In the weekend WSJ, New York Lt. Gov. Dick Ravitch talked about our state's fiscal woes. He said that "creating a bankruptcy code for states is one possible solution, though he's not sure it's constitutionally possible."
Ravitch is right not to dwell on bankruptcy as an avenue through which states could restructure their future liabilities. Though the idea has gotten much attention lately, it could be a rabbit hole.
States can't file for federal bankruptcy -- the only kind -- because in the Depression, the Supreme Court ruled that the nation's first bankruptcy law for public-sector entities violated their sovereignty. In response, Congress specifically designed a statute for cities, towns, and other municipalities. The code requires that each state explicitly authorize its municipalities to declare bankruptcy; some states, then, don't allow their municipalities access to the federal code, and some do it on a case-by-case basis.
It's theoretically possible that Congress could design a more robust law for states or that the Court would rule differently today.

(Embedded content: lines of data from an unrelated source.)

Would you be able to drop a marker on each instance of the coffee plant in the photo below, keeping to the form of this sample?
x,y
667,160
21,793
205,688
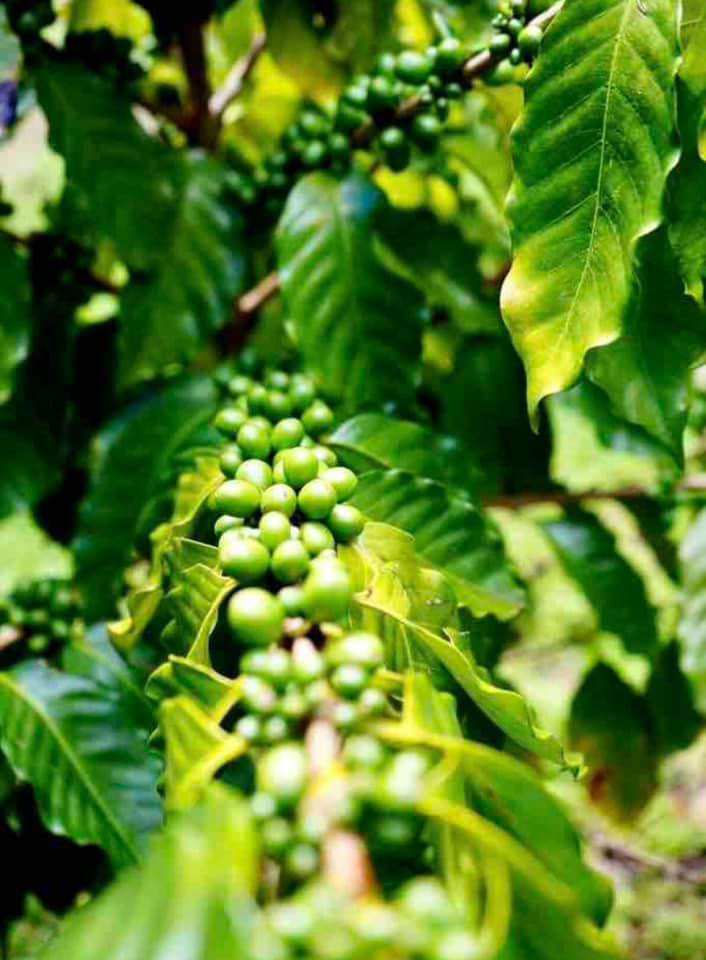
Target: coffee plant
x,y
345,350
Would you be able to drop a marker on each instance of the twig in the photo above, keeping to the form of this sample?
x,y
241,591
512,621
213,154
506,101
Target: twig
x,y
235,81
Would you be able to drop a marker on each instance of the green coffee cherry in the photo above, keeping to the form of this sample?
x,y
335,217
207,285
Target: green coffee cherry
x,y
280,497
237,498
327,590
256,472
256,617
245,559
290,561
300,466
316,499
316,538
275,528
229,420
230,459
287,433
282,772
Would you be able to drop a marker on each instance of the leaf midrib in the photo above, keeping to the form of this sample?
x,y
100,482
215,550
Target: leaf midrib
x,y
21,694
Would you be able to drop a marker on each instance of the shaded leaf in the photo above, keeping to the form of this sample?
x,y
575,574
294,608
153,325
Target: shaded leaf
x,y
601,98
374,441
168,314
450,533
610,724
139,443
196,749
95,778
15,318
340,293
93,129
589,554
645,372
190,900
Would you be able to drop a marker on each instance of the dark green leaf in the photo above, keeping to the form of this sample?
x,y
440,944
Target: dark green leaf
x,y
15,315
126,182
372,441
645,372
168,314
451,534
589,554
132,454
340,293
190,900
95,778
611,726
592,152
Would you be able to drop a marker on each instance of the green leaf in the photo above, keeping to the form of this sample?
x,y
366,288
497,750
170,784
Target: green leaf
x,y
670,701
589,554
340,293
436,258
95,778
375,441
190,900
195,599
196,749
593,450
15,317
592,152
451,534
140,443
645,372
318,57
494,431
169,314
692,625
610,724
126,181
687,229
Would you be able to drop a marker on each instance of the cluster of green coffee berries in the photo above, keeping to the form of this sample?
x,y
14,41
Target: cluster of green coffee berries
x,y
282,509
38,619
514,41
421,921
321,139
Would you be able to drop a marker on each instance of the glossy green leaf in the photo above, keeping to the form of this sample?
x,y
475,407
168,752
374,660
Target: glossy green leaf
x,y
508,793
375,441
610,724
592,152
140,442
594,450
589,554
117,171
167,316
645,372
451,534
687,229
318,56
196,749
195,599
692,626
190,900
339,292
15,316
435,257
94,776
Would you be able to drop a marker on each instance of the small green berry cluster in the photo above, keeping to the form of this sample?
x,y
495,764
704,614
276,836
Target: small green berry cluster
x,y
317,922
101,51
38,619
514,41
281,510
325,140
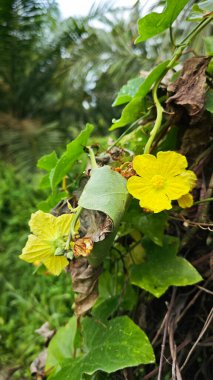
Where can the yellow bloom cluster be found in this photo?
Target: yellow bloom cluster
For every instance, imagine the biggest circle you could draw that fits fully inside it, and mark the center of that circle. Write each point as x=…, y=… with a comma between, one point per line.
x=47, y=243
x=161, y=180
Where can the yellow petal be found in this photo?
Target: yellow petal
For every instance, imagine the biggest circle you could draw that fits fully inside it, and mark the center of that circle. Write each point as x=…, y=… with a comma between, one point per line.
x=190, y=176
x=185, y=201
x=145, y=165
x=36, y=249
x=176, y=187
x=43, y=225
x=63, y=223
x=55, y=264
x=136, y=186
x=170, y=163
x=155, y=201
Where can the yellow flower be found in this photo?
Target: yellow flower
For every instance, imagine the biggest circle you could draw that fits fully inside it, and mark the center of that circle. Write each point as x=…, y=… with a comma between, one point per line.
x=161, y=180
x=48, y=241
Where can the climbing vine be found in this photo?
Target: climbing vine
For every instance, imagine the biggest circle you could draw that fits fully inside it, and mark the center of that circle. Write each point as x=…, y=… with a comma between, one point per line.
x=123, y=225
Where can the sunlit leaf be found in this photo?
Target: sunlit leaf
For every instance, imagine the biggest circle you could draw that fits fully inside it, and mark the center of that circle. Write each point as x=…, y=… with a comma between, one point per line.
x=155, y=23
x=48, y=161
x=51, y=201
x=105, y=191
x=111, y=346
x=68, y=158
x=135, y=108
x=208, y=41
x=209, y=101
x=128, y=91
x=162, y=268
x=62, y=344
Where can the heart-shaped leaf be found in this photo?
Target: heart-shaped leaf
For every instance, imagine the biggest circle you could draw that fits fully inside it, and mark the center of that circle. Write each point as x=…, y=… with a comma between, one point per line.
x=162, y=268
x=155, y=23
x=110, y=346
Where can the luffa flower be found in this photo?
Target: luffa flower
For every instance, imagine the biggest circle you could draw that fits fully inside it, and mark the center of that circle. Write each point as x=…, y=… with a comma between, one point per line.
x=160, y=180
x=48, y=240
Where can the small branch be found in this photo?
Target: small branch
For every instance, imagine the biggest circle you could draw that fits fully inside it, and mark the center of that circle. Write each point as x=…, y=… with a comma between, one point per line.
x=205, y=327
x=168, y=315
x=158, y=120
x=92, y=157
x=72, y=227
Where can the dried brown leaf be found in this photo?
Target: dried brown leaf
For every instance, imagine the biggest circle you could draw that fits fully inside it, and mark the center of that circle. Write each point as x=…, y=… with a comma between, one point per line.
x=83, y=247
x=189, y=88
x=38, y=365
x=45, y=331
x=85, y=283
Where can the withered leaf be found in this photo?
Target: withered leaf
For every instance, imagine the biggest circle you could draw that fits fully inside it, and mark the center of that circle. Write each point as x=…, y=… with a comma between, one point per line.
x=95, y=224
x=189, y=88
x=45, y=331
x=85, y=283
x=38, y=365
x=83, y=246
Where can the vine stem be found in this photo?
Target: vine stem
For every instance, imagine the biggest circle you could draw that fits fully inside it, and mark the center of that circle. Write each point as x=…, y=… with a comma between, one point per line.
x=79, y=209
x=184, y=43
x=158, y=120
x=72, y=227
x=92, y=157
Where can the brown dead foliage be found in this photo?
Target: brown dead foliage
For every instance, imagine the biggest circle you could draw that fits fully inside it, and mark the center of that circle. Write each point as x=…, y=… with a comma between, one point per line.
x=189, y=89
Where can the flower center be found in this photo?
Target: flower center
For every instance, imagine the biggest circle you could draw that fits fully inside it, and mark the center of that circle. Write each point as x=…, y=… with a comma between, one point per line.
x=158, y=181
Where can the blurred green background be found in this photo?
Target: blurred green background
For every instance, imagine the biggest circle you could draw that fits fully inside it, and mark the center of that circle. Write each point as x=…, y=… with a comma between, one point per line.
x=55, y=75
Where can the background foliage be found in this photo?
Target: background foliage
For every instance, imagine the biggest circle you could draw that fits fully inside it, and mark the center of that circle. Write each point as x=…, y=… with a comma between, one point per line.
x=56, y=75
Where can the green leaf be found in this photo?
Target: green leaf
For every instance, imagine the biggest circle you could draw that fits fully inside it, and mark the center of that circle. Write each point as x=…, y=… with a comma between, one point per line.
x=62, y=344
x=105, y=191
x=206, y=5
x=155, y=23
x=133, y=111
x=200, y=10
x=151, y=225
x=104, y=309
x=117, y=344
x=162, y=268
x=51, y=201
x=135, y=108
x=45, y=182
x=73, y=152
x=208, y=41
x=128, y=91
x=209, y=101
x=48, y=161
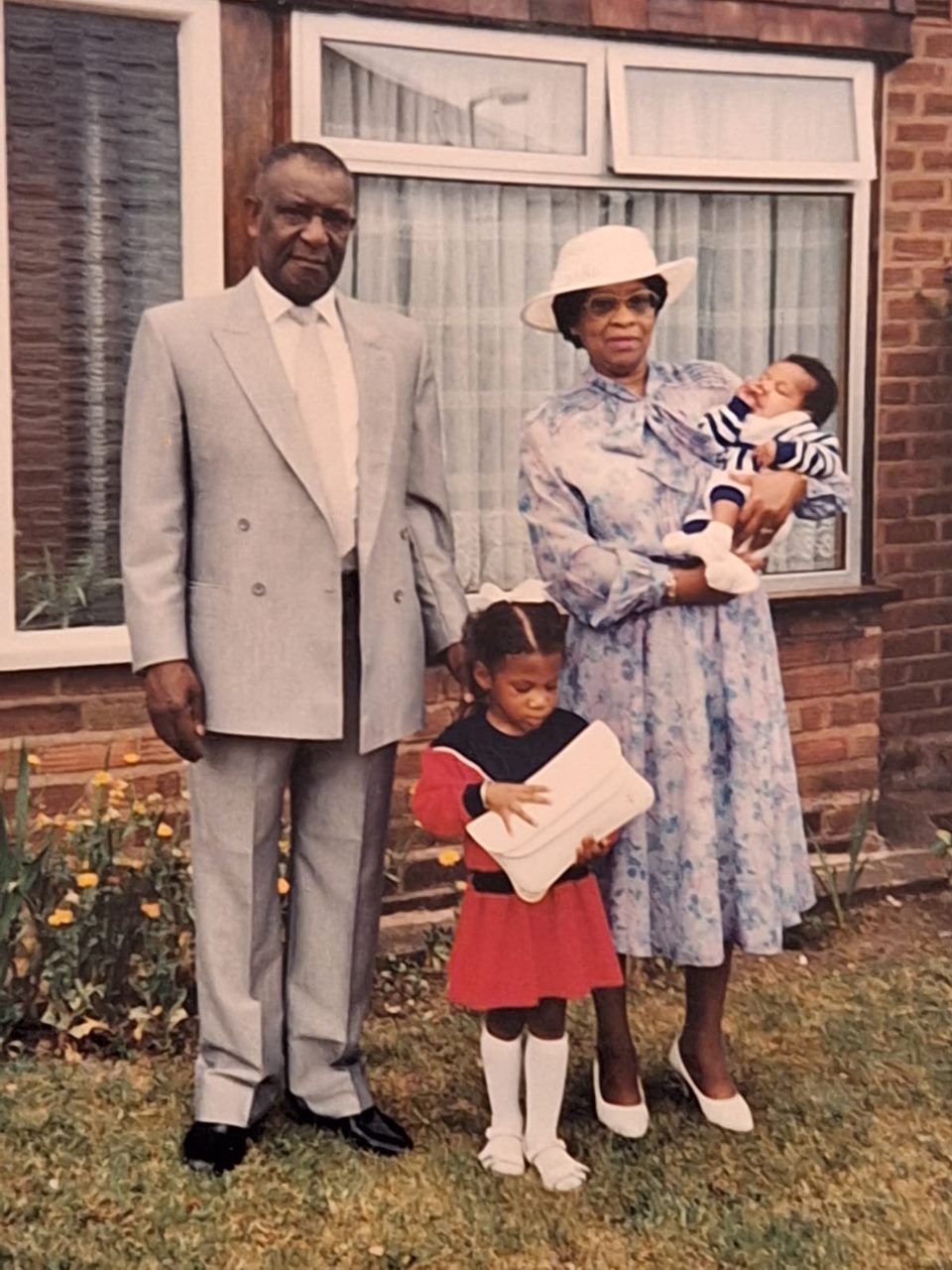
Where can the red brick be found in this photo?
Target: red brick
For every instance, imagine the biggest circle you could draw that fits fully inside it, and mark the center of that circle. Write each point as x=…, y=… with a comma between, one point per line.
x=916, y=248
x=621, y=14
x=900, y=160
x=920, y=191
x=910, y=531
x=35, y=719
x=893, y=393
x=32, y=685
x=820, y=749
x=562, y=13
x=857, y=707
x=816, y=681
x=938, y=45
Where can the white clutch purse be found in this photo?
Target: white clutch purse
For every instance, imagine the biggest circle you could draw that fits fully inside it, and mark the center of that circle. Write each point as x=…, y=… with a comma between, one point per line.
x=593, y=792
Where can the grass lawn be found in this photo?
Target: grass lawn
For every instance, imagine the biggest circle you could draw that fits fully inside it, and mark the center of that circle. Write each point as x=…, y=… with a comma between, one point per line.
x=844, y=1051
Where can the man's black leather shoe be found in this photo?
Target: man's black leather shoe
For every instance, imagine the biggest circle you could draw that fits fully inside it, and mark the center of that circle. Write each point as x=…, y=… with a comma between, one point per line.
x=370, y=1129
x=213, y=1148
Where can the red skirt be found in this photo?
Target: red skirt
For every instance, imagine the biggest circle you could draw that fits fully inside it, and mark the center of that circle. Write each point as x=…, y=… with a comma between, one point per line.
x=511, y=953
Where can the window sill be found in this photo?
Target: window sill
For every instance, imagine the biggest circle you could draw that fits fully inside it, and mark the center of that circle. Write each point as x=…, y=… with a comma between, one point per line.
x=870, y=594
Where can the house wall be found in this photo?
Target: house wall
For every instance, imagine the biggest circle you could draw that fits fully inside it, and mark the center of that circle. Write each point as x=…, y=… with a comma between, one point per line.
x=914, y=435
x=830, y=648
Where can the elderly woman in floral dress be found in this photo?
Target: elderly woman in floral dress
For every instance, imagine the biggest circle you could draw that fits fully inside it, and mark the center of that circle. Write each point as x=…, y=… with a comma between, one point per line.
x=685, y=676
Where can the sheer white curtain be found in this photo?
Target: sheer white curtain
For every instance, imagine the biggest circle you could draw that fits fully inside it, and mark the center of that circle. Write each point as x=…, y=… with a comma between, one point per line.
x=463, y=257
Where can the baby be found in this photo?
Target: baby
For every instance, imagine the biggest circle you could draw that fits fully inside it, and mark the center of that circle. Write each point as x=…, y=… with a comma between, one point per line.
x=771, y=422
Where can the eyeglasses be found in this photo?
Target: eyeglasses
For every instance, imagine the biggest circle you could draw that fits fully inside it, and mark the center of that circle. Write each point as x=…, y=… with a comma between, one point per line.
x=602, y=305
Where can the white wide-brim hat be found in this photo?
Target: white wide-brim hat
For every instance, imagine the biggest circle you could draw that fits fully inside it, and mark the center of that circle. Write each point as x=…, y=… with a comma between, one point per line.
x=599, y=258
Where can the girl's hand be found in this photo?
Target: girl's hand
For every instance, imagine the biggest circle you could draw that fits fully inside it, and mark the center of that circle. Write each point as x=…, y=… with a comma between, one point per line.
x=592, y=848
x=509, y=801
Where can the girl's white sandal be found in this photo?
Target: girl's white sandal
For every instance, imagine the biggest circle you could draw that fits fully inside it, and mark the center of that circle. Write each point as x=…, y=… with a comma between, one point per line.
x=627, y=1121
x=556, y=1167
x=731, y=1114
x=503, y=1153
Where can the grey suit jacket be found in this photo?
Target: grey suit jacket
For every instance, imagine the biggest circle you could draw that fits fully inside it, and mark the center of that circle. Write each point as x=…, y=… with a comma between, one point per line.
x=227, y=554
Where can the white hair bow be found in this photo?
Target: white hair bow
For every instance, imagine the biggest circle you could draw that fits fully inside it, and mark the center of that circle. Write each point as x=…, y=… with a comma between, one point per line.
x=530, y=592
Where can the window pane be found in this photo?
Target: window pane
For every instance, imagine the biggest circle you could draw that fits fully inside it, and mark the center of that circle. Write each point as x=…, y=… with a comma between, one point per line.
x=93, y=183
x=380, y=93
x=711, y=114
x=463, y=258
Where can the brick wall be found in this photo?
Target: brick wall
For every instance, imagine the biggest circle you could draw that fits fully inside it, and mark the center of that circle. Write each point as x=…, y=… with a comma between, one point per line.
x=914, y=435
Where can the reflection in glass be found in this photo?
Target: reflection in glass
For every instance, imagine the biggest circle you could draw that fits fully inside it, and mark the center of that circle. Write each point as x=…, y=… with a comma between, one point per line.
x=380, y=93
x=698, y=114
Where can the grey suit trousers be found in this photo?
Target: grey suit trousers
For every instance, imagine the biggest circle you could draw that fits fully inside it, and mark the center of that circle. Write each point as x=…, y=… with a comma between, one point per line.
x=271, y=1014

Even if a state-bankruptcy law passed Constitutional muster, though, each state likely would retain the right to opt in or out of the code, and no federal court could readily force a "bankrupt" state to change its laws or its constitution at the behest of creditors.
To see how such restrictions would be important, consider that New York State, for example, has a law on the books prohibiting the Metropolitan Transportation Authority (MTA) from filing for bankruptcy as a corporate entity. The state could further pass a law prohibiting itself from filing bankruptcy if the federal government made such an option feasible. Then what would happen? At best, years of legal uncertainty.
Plus: What would it mean for a "state" to file bankruptcy? States raise money through all kinds of vehicles, including structured trusts into which tax revenues automatically flow to cover debt costs before filtering into state coffers. If the feds created a bankruptcy code for states, structured-finance bankers and state fiscal advisers would be busy keeping one step ahead of the code.
States -- and their many creditors --shouldn't hope that the deus ex machina of bankruptcy will clear a way through future liabilities soon. Instead, states should do what they already can do: pare back future pension, healthcare, and other commitments through legislation and contract negotiation, and contain spending so that they can spend cash on maintaining infrastructure, rather than borrowing for that purpose.
To be sure, states would benefit from market discipline, something that's missing now, as bondholders figure (probably correctly) that these debtors are too big to fail. Creating an environment of market discipline for sovereign bodies will be hard -- ask Angela Merkel -- but pursuing a distraction won't help in the task.